It's been a long, fun ride since that day, eight years or so ago, when I first picked up "Harry Potter and the Sorcerer's Stone." The religious fanatics were raving about how it would ruin society and teach our children witchcraft, and I figured that anything that ticked them off that much couldn't be all bad. That was enough to make me pick it up, but, of course, it took much more to make me follow it through seven books.
I liked the first two books because they were fun. They contained a sense of wonder that I hadn't encountered in books in a while. I reveled in Rowling's world and its inhabitants. Then, with "Prisoner of Azkaban," something else began to happen. Instead of just being fun and fascinating, the books began to transform into a more serious story. Getting progressively darker, and with the exception of "Goblet of Fire" which I still believe is the weakest link in the series, progressively better. It transformed from a children's tale into a true fantasy epic.
I know there are "serious fantasy fans" out there rolling their eyes at that statement. I know because I've talked to them. Snobbish types who look down their nose and sniff at Harry Potter because it was, at least initially, written for children and because it was a commercial success. (Never mind that most of the literary world looks down their noses and sniffs at those same people for reading fantasy and anything that bolsters the reputation and success of the genre should be hailed as a good thing.)
I even had a guy go through the trouble of tracking me down to insult me after a quote from one of my reviews appeared on the cover of a Jim Butcher book referencing Harry Potter. This truly charming individual informed me that comparing Harry Potter to any book for adults was an insult to the author of the adult book. As a writer myself, I'll take a piece of that insult. I'm sure Butcher would, too.

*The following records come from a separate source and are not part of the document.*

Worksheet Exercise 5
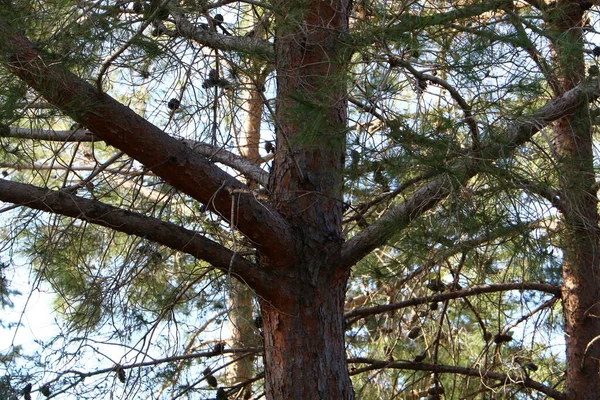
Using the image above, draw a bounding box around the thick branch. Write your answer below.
[341,80,600,268]
[0,19,292,263]
[348,358,567,400]
[0,126,269,186]
[344,282,560,319]
[0,179,273,294]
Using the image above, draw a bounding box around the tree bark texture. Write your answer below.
[549,1,600,400]
[261,0,354,399]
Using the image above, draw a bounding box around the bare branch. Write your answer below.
[348,358,567,400]
[344,282,560,319]
[340,76,600,268]
[172,12,275,62]
[0,20,292,264]
[0,179,272,293]
[0,127,269,186]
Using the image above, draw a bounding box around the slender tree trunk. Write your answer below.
[227,69,265,398]
[550,0,600,400]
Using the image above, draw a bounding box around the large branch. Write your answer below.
[340,76,600,268]
[348,358,567,400]
[0,125,269,186]
[0,19,292,268]
[0,179,273,294]
[344,282,560,320]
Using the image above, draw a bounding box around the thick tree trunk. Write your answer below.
[262,265,354,400]
[261,0,354,400]
[550,1,600,400]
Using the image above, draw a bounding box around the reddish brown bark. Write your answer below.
[262,266,354,400]
[262,1,354,399]
[549,1,600,400]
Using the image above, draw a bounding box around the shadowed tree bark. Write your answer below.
[0,0,600,400]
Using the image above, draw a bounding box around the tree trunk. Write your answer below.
[261,0,354,399]
[261,265,354,400]
[227,68,265,398]
[550,1,600,400]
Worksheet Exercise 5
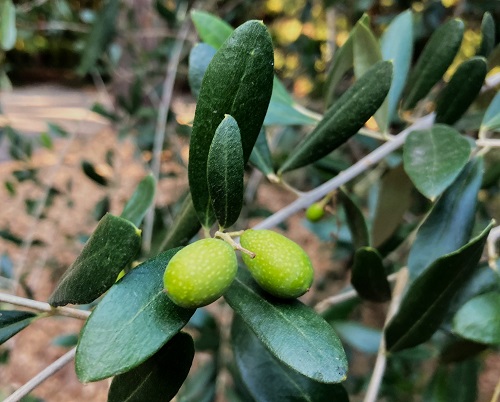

He went on to offer a long list of books that I should read to "educate" myself on fantasy before writing any more reviews about a genre I know nothing about. As a 20-plus year reader of fantasy, I'd read most of the books on the list, and I'd still put the seven Potter books right there with most of them.
Many people have discussed in recent weeks how Harry Potter will be seen by future generations and whether or not it will endure. I believe that it will. The teenagers who are obsessed with Harry Potter now will want their future children to experience it, too, just as I can't wait for the day my son is ready to take a stroll through Middle-earth or Narnia, the places I explored as a kid - and, yes, now I'll add Hogwarts to that list.
More importantly, I hope that people will always seek out a good story, and putting aside the massive commercial success and hype around the books, that's what Rowling has delivered - a good story that shows us both the best and the worst of human nature, the triumph of spirit and the pangs of loss. It's with those mingled feelings that millions of readers finished the final page and closed the cover of "Harry Potter and the Deathly Hallows," the loss at knowing this could be the last time they walk the halls of Hogwarts, but the triumph and satisfaction of having enjoyed one of the best fantasy stories of our time.